When the owner is ready to exit, it is also likely to coincide with the costliest time of a successor's lives financially: while they are paying down a home and raising a family.


In Australia, without use of milestone-based purchases or vendor finance (which equate to the same thing in my opinion, delayed payment) it is hard to craft a deal whereby one reasonably aged successor can afford the business when the owner is ready to retire.


Fortunately for US businesses, the SBA can help to bridge the funding gap. These are commercial loans of course, and will likely be accompanied by borrower guarantees. Thoroughness pays.



The future for owners

I think an historical chapter is about to turn and Boomer owners need to get on the front foot, if they haven't already.


Unlike my own country of Australia, the US has a sophisticated Employee Stock Ownership Plan (ESOP) ecosystem of friendly regulations and skilled advisers.


This ESOP mechanism, when deployed correctly, solves a bunch of problems simultaneously.


Affordability is alleviated because the ESOP (which can be controlled by the owner) owns the business and it chips away at the purchase price over time through a note.


Participants in the ESOP can be added and subtracted meaning the matching problem is also alleviated.
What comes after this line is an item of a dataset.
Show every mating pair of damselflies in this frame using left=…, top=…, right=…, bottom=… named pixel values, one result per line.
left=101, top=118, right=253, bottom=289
An owner does not have to place their whole exit future in the hands of a single individual they may or may not have yet identified: it is one or more of the employees.


Moreover, when employee-ownership is on the table, that "sex appeal" millennials crave can be satisfied.


Having an ESOP alone, might be sufficient to attract the successor, or inspire existing employees to step up.


There are some examples out there of businesses that execute succession via employee ownership and then go onto colossal success as a result. Mondragon of Spain, Arup of the UK, Publix Supermarkets of the US.


According to the National Center for Employee Ownership, there are about 6,500 ESOPs in the US, covering 14 million employees, collectively worth $1.4 trillion (that’s 1.4 x million x million).


Way at the other end of the spectrum is recruiting a CEPA from the Exit Planning Institute, or similarly qualified professional.


Not as a consultant, but as a GM or CEO.

My view is that few exit planners have a sufficient number of clients to sustain an exit planning practice all on its own, it’s a notoriously difficult endeavour to sign anyone onto a consulting retainer.


So my advice is to hire them full-time and use them to phase yourself (the owner) out.


Credentialed exit planners are true believers and crusaders in the exit planning cause. Lots of times they are quite young, meaning they have far more time up their sleeves than many Boomers.


If a Boomer owner gave an exit planner a shot at taking the business from Mom-and-Pop buyer territory into the $1M+ EBITDA category where Private Equity money is waiting, they might be able to jointly create a much, much bigger pie to share amongst themselves.


A Boomer owner might even be able to use an ESOP as a mechanism to remunerate this person.


It’s not for the faint of heart of course. A plan like this is a big, probably multi-year endeavour, and a lot of trust needs to be in place to make it work.


But whatever a Boomer owner does (or doesn’t do) the clock is ticking.


Failing to plan and act on succession amounts to the same thing as straddling a couple of canoes: it’s just asking to fall in the river.